北朝鮮、ICBM実戦段階へ おとり・地下隠しで奇襲も

北朝鮮、ICBM実戦段階へ おとり・地下隠しで奇襲も
情報戦駆使、日米韓かく乱
https://www.nikkei.com/article/DGXZQOGM11BBH0R11C22A1000000/

『北朝鮮が11月18日に発射した新型大陸間弾道ミサイル(ICBM)を内外に宣伝している。国営メディアの記事や写真からは北朝鮮が一貫して「奇襲能力」の確立を目指していることがわかる。軍事技術の進展に加え、それをさらに大げさにみせる情報戦も駆使して日米韓をかく乱しようとしている。

新型ICBM「火星17」型の発射台、第321号に「英雄」の称号を授与――。

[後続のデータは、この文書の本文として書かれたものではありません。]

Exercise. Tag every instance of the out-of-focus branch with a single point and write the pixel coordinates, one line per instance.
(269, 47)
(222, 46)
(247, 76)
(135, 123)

北朝鮮の朝鮮中央通信は27日、こんな記事を流した。韓国メディアは「人物以外に称号を与えるのは例がない」(聯合ニュース)と注目した。

北朝鮮はなぜ「発射台」をたたえたのか。北朝鮮がこの1週間前に公開したミサイル発射の写真にヒントがある。

北朝鮮メディアが公開した、新型大陸間弾道ミサイル(ICBM)「火星17」の発射実験とされる写真(18日、平壌)=朝鮮通信

北朝鮮が18日に撃ったICBMは高度6000キロメートルまで上昇し、日本の排他的経済水域(EEZ)にあたる日本海に落下した。翌日公開された写真のなかに、広大な敷地からミサイルが上昇する様子をとらえた1枚がある。

米政府系メディア、ボイス・オブ・アメリカ(VOA)はこの写真の場所を衛星写真との比較から、首都平壌・順安空港の民間滑走路と軍用滑走路の中間地点と分析した。ミサイル関連施設から6キロメートルほど離れているという。

世界最大級のICBM「火星17」は液体燃料を入れると重量が100トンに達し、移動は容易ではないとの見方があった。VOAの分析では3月にICBMを撃った際はミサイル施設から800メートル程度しか動かしていなかった。今回はわざわざ遠くまで運び、撃ったことになる。
米韓は衛星や偵察機で北朝鮮のミサイル発射拠点を監視する。攻撃兆候を捉えて発射台を打撃できるようにするためだ。発射台に動かれると打撃の難度は上がる。

権容守(クォン・ヨンス)前国防大教授は「空港内に陣地をつくり、動きながら発射する作戦運用を試した」とみる。「陣地のなかでミサイルと同じ形のものを一緒に動かせば相手をかく乱できる」と指摘し、おとりを使い米韓の先制打撃を阻止する戦術を採る可能性に触れる。

移動式発射台を「TEL」という。北朝鮮はこれまでもTELの移動能力を活用し、実戦にみたてた奇襲作戦を試してきた。今回の発射のやり方はICBMが試験から実戦段階に移行しつつあることを裏付ける。

27日の朝鮮中央通信はミサイル技術者らが金正恩(キム・ジョンウン)総書記に宛てた手紙の内容も伝えた。金正恩氏に「発射台の自走」や「地下発射場の準備」を教示され、完成をめざしたと記されている。地下に隠したICBMの発射も研究しているようだ。

奇襲戦を意識した発表はこれまでもある。9月には貯水池から短距離弾道ミサイルを飛ばす写真を公表した。これも発射地点を読みにくくさせる新たな戦術だ。

一方で発表が常に正しいかは分からない。11月2日に大量のミサイルを発射した際、北朝鮮は弾道ミサイルなどに加え、日韓に近い海域に「2発の戦略巡航ミサイル」を撃ち込んだと発表した。落下地点の緯度と経度まで掲載した。

韓国側は巡航ミサイルを探知したとは公表していなかった。もし低高度を複雑な軌道で飛ぶ巡航ミサイルが韓国側の探知網をくぐり抜けたのなら、奇襲能力の高さを示したことになる。

韓国国防省は「韓米の監視・偵察の結果、北朝鮮の主張は事実と異なる。探知はしていない」と認めなかった。北韓大学院大の金東葉(キム・ドンヨプ)教授は「事実というより、今後はこういうこともあり得るという強いメッセージだろう」と分析する。

虚偽の情報で相手を不安にさせることを「欺瞞(ぎまん)作戦」などと呼ぶ。偽情報も使い敵対勢力を混乱させるのもひとつの戦術だ。

こういった相手との戦争を抑止するには探知、迎撃、反撃に多くの軍事資源が要る。日本が反撃能力を持てば米韓と協力できる場面は増える。有事も想定しながら情報連携を緊密にする必要がある。